HideShow resource information
  • Created by: Flo
  • Created on: 07-06-12 13:21


Thylakoid membrenes - a system of interconnected flatterned, fluid filled sacs. Proteins, including photosynthetic pigments and electron carriers, are imbedded in the membrane and are involved in the light dependant reaction.

Starch grain - stores the products of photosynthesis

A smooth outer membrane - which is freely permeable to molecules such as CO2 and H2O

A smooth inner membrane - which contains many transport molecules. These are membrane proteins which regulate the passage of substance in and out of the chloroplast. These substances include sugars and proteins synthesised in the cytompasm of the cell but used within the chloroplast.

Granum - a stack of thylakoids joined to one another. Grana (plural) resemble a stack of coins.

Thylakoid space - fluid within the thylakoid sacs contains enzymes for photosynthesis.

Stroma - the fluid surrounding the thylakoid membranes.
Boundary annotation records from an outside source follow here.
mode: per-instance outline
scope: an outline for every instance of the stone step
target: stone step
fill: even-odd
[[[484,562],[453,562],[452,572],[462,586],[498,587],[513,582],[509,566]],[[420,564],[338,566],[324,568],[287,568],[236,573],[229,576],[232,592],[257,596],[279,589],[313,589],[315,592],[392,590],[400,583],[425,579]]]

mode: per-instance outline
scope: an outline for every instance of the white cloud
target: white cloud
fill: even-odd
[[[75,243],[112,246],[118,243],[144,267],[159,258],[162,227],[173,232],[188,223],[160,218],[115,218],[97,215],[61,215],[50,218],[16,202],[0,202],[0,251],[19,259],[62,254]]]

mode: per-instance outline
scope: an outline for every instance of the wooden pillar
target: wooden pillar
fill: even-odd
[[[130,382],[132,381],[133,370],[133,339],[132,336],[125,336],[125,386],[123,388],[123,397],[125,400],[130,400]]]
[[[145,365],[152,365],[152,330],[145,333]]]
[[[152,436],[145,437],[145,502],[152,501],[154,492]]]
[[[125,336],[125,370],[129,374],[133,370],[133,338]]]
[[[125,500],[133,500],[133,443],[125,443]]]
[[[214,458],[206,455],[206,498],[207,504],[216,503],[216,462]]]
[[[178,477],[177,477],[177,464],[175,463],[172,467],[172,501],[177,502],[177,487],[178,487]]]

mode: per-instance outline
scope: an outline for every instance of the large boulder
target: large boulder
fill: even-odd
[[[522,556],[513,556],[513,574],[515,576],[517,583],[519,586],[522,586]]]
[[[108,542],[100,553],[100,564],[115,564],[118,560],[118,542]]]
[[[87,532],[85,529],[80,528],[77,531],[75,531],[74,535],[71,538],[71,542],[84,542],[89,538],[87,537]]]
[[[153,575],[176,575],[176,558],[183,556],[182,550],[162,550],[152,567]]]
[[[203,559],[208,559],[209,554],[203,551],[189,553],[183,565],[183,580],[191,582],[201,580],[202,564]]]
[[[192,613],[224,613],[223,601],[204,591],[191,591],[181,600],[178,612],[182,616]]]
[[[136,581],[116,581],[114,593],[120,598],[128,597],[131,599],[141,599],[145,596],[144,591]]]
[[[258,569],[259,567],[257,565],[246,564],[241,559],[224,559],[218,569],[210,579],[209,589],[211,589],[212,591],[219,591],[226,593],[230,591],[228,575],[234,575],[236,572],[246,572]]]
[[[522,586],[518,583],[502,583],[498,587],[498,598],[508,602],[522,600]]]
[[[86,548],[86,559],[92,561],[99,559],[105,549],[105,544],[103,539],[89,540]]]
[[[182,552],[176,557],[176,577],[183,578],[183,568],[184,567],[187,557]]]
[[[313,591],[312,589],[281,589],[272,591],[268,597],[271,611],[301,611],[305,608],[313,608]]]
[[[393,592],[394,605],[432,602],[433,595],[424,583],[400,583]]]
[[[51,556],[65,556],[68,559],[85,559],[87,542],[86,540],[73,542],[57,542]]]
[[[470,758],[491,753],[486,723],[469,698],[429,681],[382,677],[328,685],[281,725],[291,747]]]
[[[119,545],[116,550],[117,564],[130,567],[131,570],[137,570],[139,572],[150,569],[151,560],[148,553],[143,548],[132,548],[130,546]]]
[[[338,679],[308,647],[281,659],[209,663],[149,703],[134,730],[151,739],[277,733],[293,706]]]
Contains all the enzymes needed to carry out the light-independant reactions to photosynthesis

DNA loop - chloroplasts contain genes for some of their proteins

1 of 35


6CO2 + 6H2O -------> (in the presence of light and chlorophyll) C6H12O6 + 6O2 
The energy needed (from light) to break CO2 and H2O is greater than the energy released from the formation of C6H12O6 and O2 therefore products of reaction = higher energy level than reactants resulting in a 'store of energy'.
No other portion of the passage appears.